Neo        : What vase?

[Neo turns to look for a vase, and as he does, he knocks over a vase of flowers, which shatters on the floor]

Oracle   : That vase.

Neo        : I’m sorry…

Oracle   : I said don’t worry about it. I’ll get one of my kids to fix it.

Neo        : How did you know?

Oracle   : Ohh, what’s really going to bake your noodle later on is, would you still have broken it if I hadn’t said anything?

Salah satu topik yang tidak ada habis-habisnya dibahas dalam dunia filsafat adalah kehendak bebas (free will). Di satu sisi, kita merasa memiliki kebebasan menentukan apa yang kita lakukan dengan tubuh kita. Di sisi lain, segala sesuatu nampak begitu pasti, khususnya yang berkenaan dengan hukum alam.

Pertanyaan tentang kehendak bebas selalu mengganggu karena berkenaan dengan individualitas, atau dengan kata lain ‘siapa saya’. Bukankah individualitas ditentukan dari pilihan bebas kita? Bukankah hanya ketika seseorang memilih dengan bebas, dia bertanggung jawab atas pilihannya? Jika tidak ada kehendak bebas, maka seorang pembunuh sadis pun sebenarnya hanya memainkan peran yang telah ditentukan sebelumnya.

Jika kita percaya bahwa terdapat kepastian dalam hukum alam, maka sebenarnya kita tidak punya kehendak bebas. Kehendak bebas hanyalah ilusi. Alam raya ini ibarat jam besar, dimana big bang merupakan permulaan yang menggerakkan semuanya. Kita adalah bagian dari proses besar itu. Kita tidak lepas dari hukum fisika. Sejumlah elektron bergerak di dalam otak kita melalui serangkaian jaringan syaraf, memerintahkan kita untuk berpikir, bergerak, dan merasakan. Dari sudur pandang ini, dapat dikatakan bahwa hukum alam adalah representasi dari takdir.

Argumen dari Fisika Kuantum

Tunggu dulu, bagaimana dengan fisika kuantum? Bukankah fisika kuantum telah membuktikan bahwa hukum alam tidak benar-benar pasti (deterministis)? Bukankah segala sesuatunya mungkin (probabilistis)?
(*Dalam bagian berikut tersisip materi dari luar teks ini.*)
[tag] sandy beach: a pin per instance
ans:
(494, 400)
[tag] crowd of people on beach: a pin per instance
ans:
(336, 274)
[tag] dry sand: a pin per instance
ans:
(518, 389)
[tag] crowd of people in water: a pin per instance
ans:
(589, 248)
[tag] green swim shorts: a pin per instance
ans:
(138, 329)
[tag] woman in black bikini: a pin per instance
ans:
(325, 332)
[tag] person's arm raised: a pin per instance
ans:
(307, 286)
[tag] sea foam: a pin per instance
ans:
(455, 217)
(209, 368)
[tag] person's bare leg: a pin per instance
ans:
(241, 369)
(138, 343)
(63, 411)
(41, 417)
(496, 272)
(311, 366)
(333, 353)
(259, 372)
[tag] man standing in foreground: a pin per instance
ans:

Michio Kaku mengatakan bahwa selalu ada ketidakpastian dalam hukum fisika. Suatu partikel subatom bergerak tanpa bisa diprediksi, seolah tidak ada hukum alam yang mengaturnya, bahkan dapat berada di dua tempat secara bersamaan. Adakah ini semacam konfirmasi untuk kehendak bebas? Bukankah kehendak bebas kita rasakan nyata karena adanya ketidakpastian tentang apa yang terajadi?

Saya katakan,tidak.

Kenapa tidak? Karena itu hanya membuktikan suatu bentuk ke-acak-an (randomness), dan bukan ketiadaan kepastian. Juga, sangat mungkin keacakan itu disebabkan ketidakmampuan kita untuk memastikannya. Jadi, ketidakpastian tersebut ada bukan karena sesuatu benar-benar tidak pasti, melainkan karena nampak tidak pasti dari sudut pandang kita sebagai manusia.

Menurut saya, kehendak bebas muncul dari ketidaktahuan. Karena kita tidak tahu, maka apa yang terjadi sekian saat ke depan menjadi tidak pasti. Namun, betapapun segalanya tidak pasti, ada sesuatu yang pasti, yaitu kejadian yang sudah terjadi. Jika Anda dihadapkan pada dua pilihan, A atau B, apapun yang tidak Anda pilih tidak terjadi. Jadi, meskipun sebelum Anda memilih ada semacam ketidakpastian, pada akhirnya ada sesuatu yang pasti terjadi. Ketidakpastian hanya nampak ketika kita mencoba menerawang ke masa depan, tapi tidak ke masa lalu.

Ilusi Waktu dan Analogi Program Komputer

Neo        : But if you already know, how can I make a choice?

Oracle   : Because you didn’t come here to make the choice, you’ve already made it. You’re here to try to understand *why* you made it. I thought you’d have figured that out by now.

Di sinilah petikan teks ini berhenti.